S’agissant de la matérialité des faits reprochés :
7. En premier lieu, M. C… conteste le trafic de dents en or auquel il lui est reproché de s’être livré et indique que les mâchoires entreposées sur son lieu de travail et découvertes le 2 octobre 2023 par sa hiérarchie avaient été récupérées dans la « mouscaille », mélange de matières boueuses récupérées au fond des caveaux, déplacées par une autre équipe de fossoyeurs et étaient en phase de séchage avant dépôt dans un reliquaire, dans la mesure où l’humidité peut endommager le bois du reliquaire. L’administration qui oppose la circonstance que ces mâchoires ne peuvent avoir été trouvées dans la mouscaille comme le suggère le requérant, en raison de leur volume et de leur couleur claire, et qu’elles provenaient nécessairement d’exhumations, en déduit que l’équipe de M. C… a ainsi, au regard du nombre habituellement limité des opérations d’exhumations sur le site en cause, procédé à l’ouverture de reliquaires scellés et retiré les mâchoires des dépouilles afin d’en récupérer les dents en or avant de placer le reste des ossements dans des sacs en plastique. Toutefois, ces faits imputés à M. C… ne reposent que sur la découverte de mâchoires sur un étal et d’ossements dans des sacs en plastique, laquelle ne saurait suffire à révéler la participation de M. C… à un trafic de dents en or ou le défaut d’information de sa hiérarchie de l’existence d’un tel trafic.

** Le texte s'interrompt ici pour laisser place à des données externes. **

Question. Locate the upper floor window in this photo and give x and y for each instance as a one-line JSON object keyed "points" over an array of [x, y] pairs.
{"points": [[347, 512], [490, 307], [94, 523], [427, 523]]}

8. En deuxième lieu, s’il ressort des pièces du dossier qu’une poubelle remplie de ferrailles, c’est-à-dire d’ornements de tombes et cercueils comme les poignées de ceux-ci, a été retrouvée sur le lieu de travail de l’intéressé, cette seule circonstance ne suffit pas à établir que M. C… se serait livré à un tel trafic ou qu’il aurait eu connaissance de tels faits.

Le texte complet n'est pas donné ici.